Carte blanche donnée à l'historien de l'art Jean-Hubert Martin, l'exposition Pas besoin d'un dessin revisite la collection du MAH de manière aussi originale que réjouissante. Le parcours d'une vingtaine de salles thématiques s'ouvre sur un chapitre que le commissaire a intitulé "De la croix au globe" et qu'il introduit ainsi dans le catalogue de l'exposition:
"L’homo vitruvianus, l’homme vitruvien, dont le corps aux membres écartés s’inscrit
à l’intérieur d’un cercle, a connu une célébrité extraordinaire grâce au dessin de
Léonard de Vinci. Cette recherche des proportions idéales du corps humain tend
à définir la perfection de la créature de Dieu, telle qu’elle est prônée par la
Renaissance, qu’on veuille l’inscrire dans un carré ou dans un cercle.
Avant d’être résumé par le schéma géométrique de la croix, le Christ fait
homme est représenté dans la situation dramatique de la crucifixion par Antoon van
Dyck, à laquelle fait écho le Bœuf écorché de Jan Victors, comme pour rappeler par
une métaphore animale que l’absence de sang sur les images de l’époque ne doit
pas faire oublier, derrière l’enveloppe de la peau, la chair et le sang qui provoquent sa
souffrance. Conformes à un goût des artistes hollandais pour la vulgarité, les gestes
triviaux tels que le ballon fait avec la vessie relèvent d’une banalisation ironique.

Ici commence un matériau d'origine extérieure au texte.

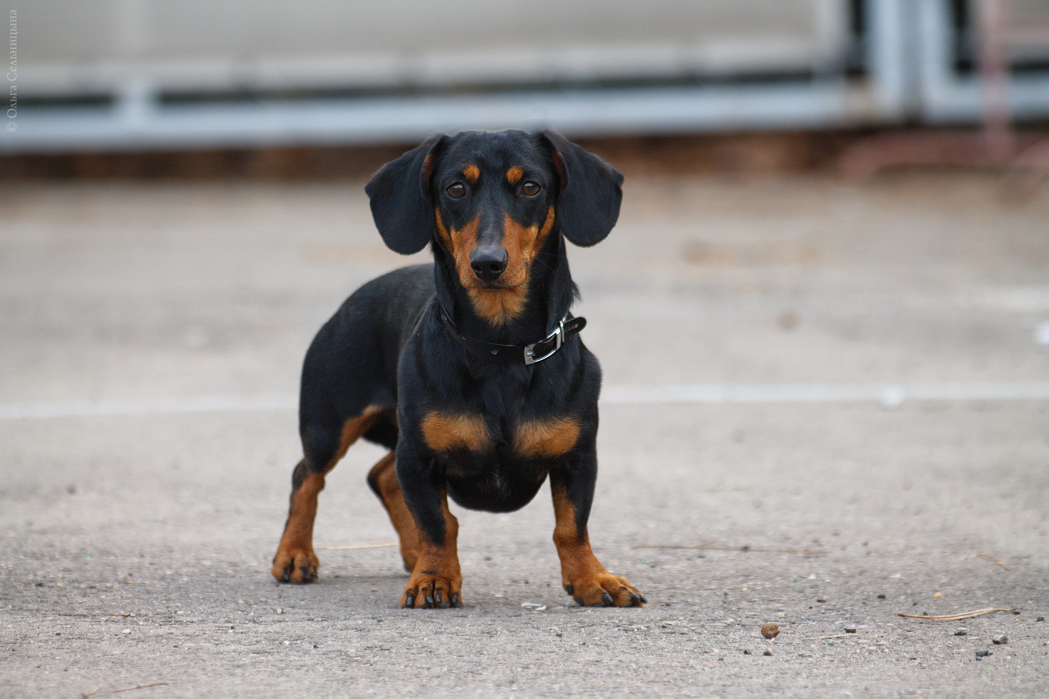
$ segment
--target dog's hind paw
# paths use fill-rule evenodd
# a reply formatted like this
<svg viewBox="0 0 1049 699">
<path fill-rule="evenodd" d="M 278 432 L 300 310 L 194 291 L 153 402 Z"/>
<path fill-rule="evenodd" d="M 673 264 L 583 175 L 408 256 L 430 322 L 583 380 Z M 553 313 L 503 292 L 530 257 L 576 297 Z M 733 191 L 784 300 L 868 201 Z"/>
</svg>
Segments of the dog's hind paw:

Les deux droites perpendiculaires de la croix s’emparent de la chrétienté et
deviennent son signe de ralliement, au point de structurer une pensée hiérarchique
du haut et du bas. On la retrouve partout en héraldique sur les drapeaux (suisses)
et sur les boucliers. L’épée et sa garde en reprennent l’agencement: «Et de sa
bouche sortait une épée aiguë à deux tranchants», dit Odilon Redon. Sa présence
étant inévitable, Kasimir Malevitch et les modernes s’emploient à la déconstruire,
alors que nos contemporains, comme Olivier Mosset, l’accumulent.
En Orient, où la croix n’a évidemment pas la signification chrétienne, elle
apparaît de façon subtile et inopinée sur une feuille calligraphiée persane et dans
la coupe du caftan à manches kimono.
Quand apparaît en Europe le masque dogon Kanaga, sa géométrie et son
anthropomorphisme lui assurent un succès immédiat. Il échappe au modèle gréco-romain
de l’homme encerclé et il se substitue à la croix dans un milieu incroyant.
L’ensemblier Gustave-Adolphe Hufschmid en reprend avec habileté et humour le
schéma dans sa Bibliothèque basse en 1930. On en retrouve la trace dans La
Crucifixion tortueuse d’Antonio Saura.
À l’opposé, la représentation humaine d’Inde du IIe millénaire avant J.-C. s’inscrit
dans le cercle plutôt que dans la ligne et l’angle. À partir d’un cercle d’argile, un
designer romain avant la lettre fait une lampe en repliant trois fois un bord du disque
avec une économie de moyens remarquable.
Le schéma récurrent de l’enfermement du carré dans le cercle se retrouve
jusque sur des objets quotidiens comme une gourde. Les horlogers genevois ont
transformé les bras, avec leur mouvement circulaire, en aiguilles pour indiquer l’heure.
Le globe que tient Uranie, muse de l’astronomie, et celui que supporte Atlas
sont des globes célestes. Celui que tient dans sa main Dieu le Père est un globe
crucigère, qui a perdu sa croix. Il représente la sphère céleste avec la Terre en son
centre dont Dieu affirme la domination temporelle par l’intermédiaire du Christ. Il
regarde les fractures qui fissurent le cercle terrestre de Richard Long."